Editor’s note: The following is a Campaign for Vermont April 26 legislative update.
The economic development bill found itself in hot water this week as senators look to slash funding for a number of projects — some of which may be critical to economic recovery. The pension discussion is moving from the House to the Senate as well.
The Senate looked at H.315 this week, which contains a program called the Economic Recovery Bridge Grant. The program looks at federal tax loss in 2020 to determine eligibility for grant money from the American Rescue Plan Act (ARPA). The State Auditor, Doug Hoffer, took issue with this calculation because there is no threshold for qualification so slight losses could lead to significant grants. Also, the bill doesn’t take into account businesses that continually run losses or those that had a single-year loss but have rebounded and would be cashflow positive in 2021 regardless of the grant money. He is advocating for a more nuanced approach.
Concern around the capital seed fund from 2010 surfaced in the Senate Economic Development Committee this week. This program was meant to be a revolving loan fund, but the original $5M in funding does not appear to have been recouped. There is a proposal to add another $1M in funding but first legislators want to understand what the ROI of the program actually is.
There is some level of risk that the Senate will pull much of funding out of H.159 which would effectively quash any economic development effort this legislative session. Some programs, like the UVM technology transfer program, may only receive half of the funding originally envisioned by the House. Similar cuts may happen for outdoor recreation efforts and tourism and marketing budgets. While prioritizing federal dollars and examining the costs and benefits of each program is a worthwhile effort, we should be careful to not make cuts that will undermine recovery efforts.
There was a discussion in House Natural Resources on Tuesday about expediting administrative review and permitting of the Act 250 process for projects that receive American Rescue Plan Act (ARPA) funding. Administration officials pointed out that speeding up review and permitting is largely a function of resources. More staff equals faster permits.
The Senate is getting down to decision time on broadband funding. It seems like the Finance Committee has decided to allow for more flexibility around who can apply for the $250M in grant money available. However, there is no decision yet around affordability measures. This could prove important because over the next few years the cost of service is likely to overtake availability as the largest driver of access. Senators are also skeptical of setting up a new statewide entity to take on broadband buildout and funding because of the time it takes to set up such organizations. ARPA funds need to be spent within the next three years and wasting 6-12 months setting up a new organization may prove to be a costly delay.

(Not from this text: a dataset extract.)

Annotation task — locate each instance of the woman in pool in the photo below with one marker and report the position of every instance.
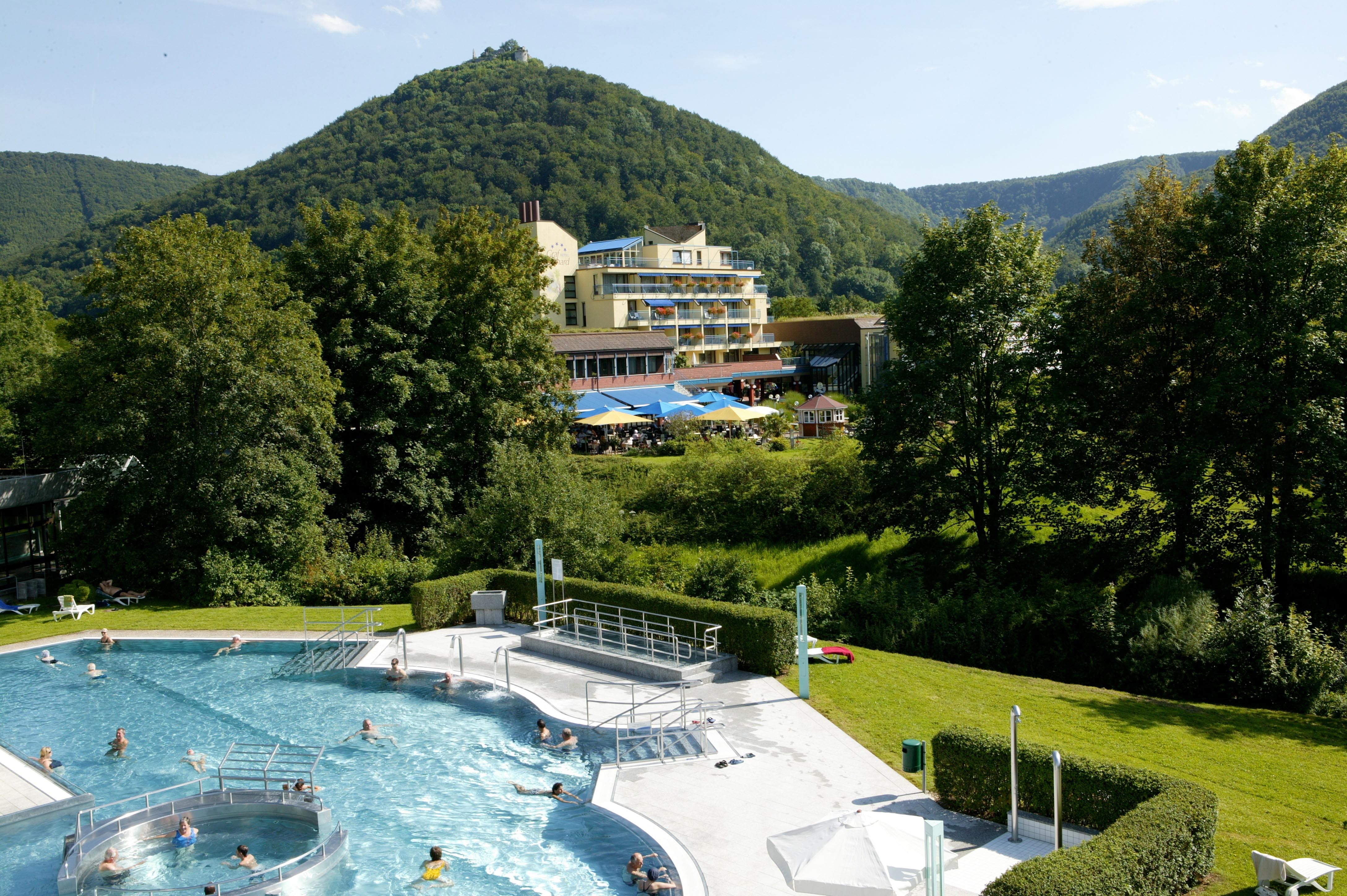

The pension bill, H.449, was voted out of the House this week after a debate over defined benefit versus defined contribution plans (like state colleges, some state employees, and municipalities have). The bill would create a task force to look at benefit and contribution recommendations and bring a proposal back to the legislature next year. We are concerned that delaying action on this issue will make the problem worse and force even more painful cuts.
There are also governance changes in the bill that would require training for members of the Vermont Pension Investment Committee (VPIC) and require experienced financial and investment advisors be consulted in setting expected rates of return and in making investment decisions.
The Senate also looked at the bill this week and there was some debate about the makeup of VPIC, particularly around whether or not legislators should serve on the board. The Senate has no qualms about adjusting benefits and is already in discussions around what groups should be exempt. They agreed with the House approach of exempting existing retirees and those within five years of retirement, however there was interest in extending this to ten years (which aligns with our recommendation of consistency between the vestment and exemption periods). The Committee event went as far as to suggest a goal should be set for deficit reduction. $600M was thrown out as a possible solution. While a great deal of time has been spent on the make up of the VPIC, equal time may need on determining the make up of pension benefits, as well as the design and funding of the task force given the scope of its responsibilities.
This week Campaign for Vermont released a project proposal to do background research on all 30 Vermont State Senators to determine which might have conflicts with the pension funds or unions. Our intent is to publish a list of those conflicts and ask legislators to recuse themselves where appropriate. Currently, the project is almost 70% funded.
House Government Operations started looking at S.15 this week, which would move towards universal mail-in voting. A number of advocacy groups are supporting the bill because of expanded access to voting. However, there are some concerns around the ability to town clerks to manage this process going forward and whether we are asking them to do too much. As part of this effort, the Secretary of State’s office is promising to work on cleaning up voter checklists in order to make sure that ballots get to the right people.